Non-random sample selection: When sample inclusion is correlated with the outcome, OLS on the selected sample is biased. This motivates Heckman’s selection model (covered in ECON 422/423).
Chapter 9: Practical Implementation in R
9.1 Basic OLS in R
# Estimate a multiple regression
model <- lm(log(wage) ~ educ + exper + tenure, data = wage1)
summary(model)
# Heteroskedasticity-robust standard errors
library(sandwich)
library(lmtest)
coeftest(model, vcov = vcovHC(model, type = "HC1"))
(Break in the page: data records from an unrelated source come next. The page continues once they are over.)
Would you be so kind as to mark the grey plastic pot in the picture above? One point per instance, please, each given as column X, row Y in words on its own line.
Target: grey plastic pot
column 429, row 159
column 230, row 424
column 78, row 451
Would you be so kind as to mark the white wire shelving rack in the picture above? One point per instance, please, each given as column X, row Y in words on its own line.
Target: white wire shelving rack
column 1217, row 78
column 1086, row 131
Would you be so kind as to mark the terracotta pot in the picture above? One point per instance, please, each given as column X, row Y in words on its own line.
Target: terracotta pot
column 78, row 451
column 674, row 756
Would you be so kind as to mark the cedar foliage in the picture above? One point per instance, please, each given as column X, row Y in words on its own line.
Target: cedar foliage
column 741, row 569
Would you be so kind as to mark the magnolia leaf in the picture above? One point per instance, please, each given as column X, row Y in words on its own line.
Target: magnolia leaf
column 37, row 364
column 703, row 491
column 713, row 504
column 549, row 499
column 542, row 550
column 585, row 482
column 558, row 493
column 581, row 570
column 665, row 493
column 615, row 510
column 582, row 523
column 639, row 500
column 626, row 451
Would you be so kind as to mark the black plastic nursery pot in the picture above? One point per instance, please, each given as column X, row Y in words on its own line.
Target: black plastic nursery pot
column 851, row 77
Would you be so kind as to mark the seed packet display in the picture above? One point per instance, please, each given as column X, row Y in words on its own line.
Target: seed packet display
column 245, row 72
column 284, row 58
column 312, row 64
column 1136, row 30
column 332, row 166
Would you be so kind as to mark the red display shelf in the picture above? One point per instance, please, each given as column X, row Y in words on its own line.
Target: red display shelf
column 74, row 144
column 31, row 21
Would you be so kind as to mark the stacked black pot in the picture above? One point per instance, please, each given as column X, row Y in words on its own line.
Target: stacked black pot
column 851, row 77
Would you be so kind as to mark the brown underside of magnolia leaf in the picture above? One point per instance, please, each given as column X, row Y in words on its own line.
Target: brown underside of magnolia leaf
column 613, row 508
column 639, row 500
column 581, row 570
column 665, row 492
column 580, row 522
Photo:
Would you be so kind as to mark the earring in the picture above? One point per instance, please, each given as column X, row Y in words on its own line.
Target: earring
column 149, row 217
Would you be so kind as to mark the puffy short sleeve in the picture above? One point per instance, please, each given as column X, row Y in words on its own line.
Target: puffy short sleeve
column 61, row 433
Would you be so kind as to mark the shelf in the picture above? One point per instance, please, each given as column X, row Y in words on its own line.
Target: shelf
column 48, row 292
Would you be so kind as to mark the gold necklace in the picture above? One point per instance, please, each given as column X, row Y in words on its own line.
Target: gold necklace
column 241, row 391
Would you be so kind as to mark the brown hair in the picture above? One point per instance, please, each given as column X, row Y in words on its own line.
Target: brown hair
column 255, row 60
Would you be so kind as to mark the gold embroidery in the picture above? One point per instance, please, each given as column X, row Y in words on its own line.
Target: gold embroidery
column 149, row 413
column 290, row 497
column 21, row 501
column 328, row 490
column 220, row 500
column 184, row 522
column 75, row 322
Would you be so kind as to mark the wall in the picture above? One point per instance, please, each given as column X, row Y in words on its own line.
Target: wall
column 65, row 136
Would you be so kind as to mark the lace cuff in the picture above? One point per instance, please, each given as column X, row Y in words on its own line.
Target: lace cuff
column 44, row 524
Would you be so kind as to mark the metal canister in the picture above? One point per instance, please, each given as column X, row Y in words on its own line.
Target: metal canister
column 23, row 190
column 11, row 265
9.2 Testing and Diagnostics
# Breusch-Pagan test
library(lmtest)
bptest(model)
# RESET test for functional form
resettest(model, power = 2:3, type = "fitted")
# Joint F-test: H0: beta_educ = beta_exper = 0
linearHypothesis(model, c("educ = 0", "exper = 0"),
vcov = vcovHC(model, type = "HC1"))
9.3 Prediction
# New data point
newdata <- data.frame(educ = 16, exper = 5, tenure = 3)
# Confidence interval for the conditional mean
predict(model, newdata, interval = "confidence", level = 0.95)
# Prediction interval for a new observation
predict(model, newdata, interval = "prediction", level = 0.95)
Producing output in R Markdown is essential for reproducible reporting: code, output, and prose coexist in a single .Rmd document compiled to PDF via knitr and tinytex.